No palco todo escuro, um vulto de 1,92 metros de altura vai surgindo aos poucos. De pouquinho em pouquinho, as luzes vão se acendendo e iluminam o corpulento músico californiano Kamasi Washington, de 41 anos. O impacto daquela figura, vestindo uma imponente bata azul e empunhando seu reluzente sax tenor, causam na plateia a sensação de que uma espécie de entidade cósmica havia pousado ali. E de certa forma foi isso mesmo que aconteceu na noite desta quarta-feira, 25, na Audio, em São Paulo. Com uma banda extremamente entrosada, Washington mostrou para as cerca de 3.000 pessoas presentes porque hoje ele é considerado, com razão, o novo superstar do jazz.
Esta é a terceira vez que o músico se apresenta no Brasil e a turnê passará ainda por Porto Alegre, na sexta-feira, pelo Rio de Janeiro, no sábado, e encerra em Curitiba, no domingo. Suas canções, majoritariamente sem letras, bebem da fonte do jazz, mas são fortemente inspiradas em elementos do gospel, do rock e do funk, bem como surgem repleta de elementos afro futuristas. É o caso de Sun Kissed Child, composição feita durante a pandemia para sua filha recém-nascida. Ao vivo, os oito músicos da banda parecem entrar em transe, especialmente quando a cantora Patrice Quinn canta repetidamente a letra “little sun-kissed child” com vocalizações que se misturavam aos outros instrumentos de maneira absolutamente orgânica.
No palco, o músico provou porque se tornou nos últimos anos também uma figura requisitada por artistas do calibre de Herbie Hancock a Kendrick Lamar. Exemplo disso é seu novo single, The Garden Parth, uma faixa de mais de sete minutos que conta com um impressionante solo de trompete de Dontae Winslow. O trompetista, aliás, é um caso a parte e sua presença no palco, tanto pelo talento quanto pelo visual, remete aos melhores momentos de Miles Davis.

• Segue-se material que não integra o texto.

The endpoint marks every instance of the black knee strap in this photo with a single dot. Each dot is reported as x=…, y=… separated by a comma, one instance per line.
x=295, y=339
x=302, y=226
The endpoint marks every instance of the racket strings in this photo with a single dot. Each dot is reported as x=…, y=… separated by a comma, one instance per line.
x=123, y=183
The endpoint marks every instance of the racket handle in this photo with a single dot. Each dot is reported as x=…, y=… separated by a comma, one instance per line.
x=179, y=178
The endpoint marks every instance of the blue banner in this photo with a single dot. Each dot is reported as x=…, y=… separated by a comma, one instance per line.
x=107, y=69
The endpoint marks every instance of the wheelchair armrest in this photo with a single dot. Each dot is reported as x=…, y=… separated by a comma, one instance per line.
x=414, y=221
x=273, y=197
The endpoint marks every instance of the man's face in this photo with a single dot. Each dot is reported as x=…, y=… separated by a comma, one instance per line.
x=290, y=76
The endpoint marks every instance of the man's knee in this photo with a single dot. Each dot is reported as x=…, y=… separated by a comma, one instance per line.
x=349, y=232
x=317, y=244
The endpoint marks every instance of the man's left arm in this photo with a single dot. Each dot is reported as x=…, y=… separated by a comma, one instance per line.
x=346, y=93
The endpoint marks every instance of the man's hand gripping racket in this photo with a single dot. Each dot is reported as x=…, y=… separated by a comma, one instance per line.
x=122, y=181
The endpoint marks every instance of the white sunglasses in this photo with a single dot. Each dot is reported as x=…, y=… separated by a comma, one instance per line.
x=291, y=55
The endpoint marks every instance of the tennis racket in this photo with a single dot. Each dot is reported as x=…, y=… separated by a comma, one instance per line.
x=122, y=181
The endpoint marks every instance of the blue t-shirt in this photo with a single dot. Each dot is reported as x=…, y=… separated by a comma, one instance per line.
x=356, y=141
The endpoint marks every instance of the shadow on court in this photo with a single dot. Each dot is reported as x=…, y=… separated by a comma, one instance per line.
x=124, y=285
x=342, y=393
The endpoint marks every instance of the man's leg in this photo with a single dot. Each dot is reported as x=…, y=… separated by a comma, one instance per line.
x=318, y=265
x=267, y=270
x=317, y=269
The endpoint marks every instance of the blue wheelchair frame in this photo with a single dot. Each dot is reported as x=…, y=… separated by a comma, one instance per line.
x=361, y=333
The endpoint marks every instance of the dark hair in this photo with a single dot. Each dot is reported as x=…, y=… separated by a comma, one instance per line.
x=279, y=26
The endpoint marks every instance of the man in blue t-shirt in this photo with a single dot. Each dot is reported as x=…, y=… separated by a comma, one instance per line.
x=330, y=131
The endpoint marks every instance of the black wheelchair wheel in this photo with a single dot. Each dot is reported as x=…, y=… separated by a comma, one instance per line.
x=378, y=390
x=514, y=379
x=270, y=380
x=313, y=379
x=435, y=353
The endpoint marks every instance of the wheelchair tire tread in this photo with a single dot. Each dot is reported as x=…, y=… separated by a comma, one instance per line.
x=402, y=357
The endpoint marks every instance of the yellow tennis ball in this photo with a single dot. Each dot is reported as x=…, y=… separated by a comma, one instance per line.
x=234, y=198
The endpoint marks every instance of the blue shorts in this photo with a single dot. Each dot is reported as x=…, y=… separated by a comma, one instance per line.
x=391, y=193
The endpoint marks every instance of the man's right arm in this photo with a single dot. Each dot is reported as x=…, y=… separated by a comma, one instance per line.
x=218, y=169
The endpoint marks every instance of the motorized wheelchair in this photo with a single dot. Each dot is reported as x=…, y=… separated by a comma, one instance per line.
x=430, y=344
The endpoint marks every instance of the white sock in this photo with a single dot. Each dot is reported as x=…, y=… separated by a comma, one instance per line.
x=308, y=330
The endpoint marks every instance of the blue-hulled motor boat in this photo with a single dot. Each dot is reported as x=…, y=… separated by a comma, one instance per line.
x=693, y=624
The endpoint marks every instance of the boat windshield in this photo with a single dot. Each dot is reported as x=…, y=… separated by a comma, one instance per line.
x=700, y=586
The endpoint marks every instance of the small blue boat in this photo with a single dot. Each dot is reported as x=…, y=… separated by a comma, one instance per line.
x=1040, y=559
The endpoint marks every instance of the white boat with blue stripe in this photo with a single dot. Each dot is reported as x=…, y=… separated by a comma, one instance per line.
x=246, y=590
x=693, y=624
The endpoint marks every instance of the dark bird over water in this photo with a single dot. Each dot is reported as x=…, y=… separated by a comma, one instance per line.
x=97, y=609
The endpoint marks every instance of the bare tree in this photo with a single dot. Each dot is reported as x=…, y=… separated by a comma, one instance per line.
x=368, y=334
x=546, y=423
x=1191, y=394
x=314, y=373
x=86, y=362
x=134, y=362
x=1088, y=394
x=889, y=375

Quem também deu um show foi o contrabaixista Miles Mosley. O músico demonstrou extrema destreza e durante seu solo, tocou como se o instrumento fosse um baixo elétrico, inclusive com distorções, porém utilizando o arco (semelhante ao do violino). O resultado foi um som pesado e que poderia estar em uma banda de heavy metal. Completava a banda dois imponentes kits de bateria, montados no fundo do palco, com Antonio Austin e Ronlad Bruner Jr tocando ao mesmo tempo e, propositalmente, fora de sincronia, criando um efeito psicodélico e hipnotizante, que ficou bastante evidente na última faixa do show, Fists of Fury.
Mesmo o jazz sendo a base do show de Kamasi, o músico já declarou algumas vezes admirar a música brasileira, como o som do maestro baiano Letieres Leite, que morreu de Covid no final do ano passado, e também do recifense Amaro Freitas e do carioca Jonathan Ferr. Todos eles também conhecidos por fundir o jazz com elementos de outros estilos musicais. Na noite desta quarta-feira, sem dúvida, Kamasi fez uma baita viagem musical.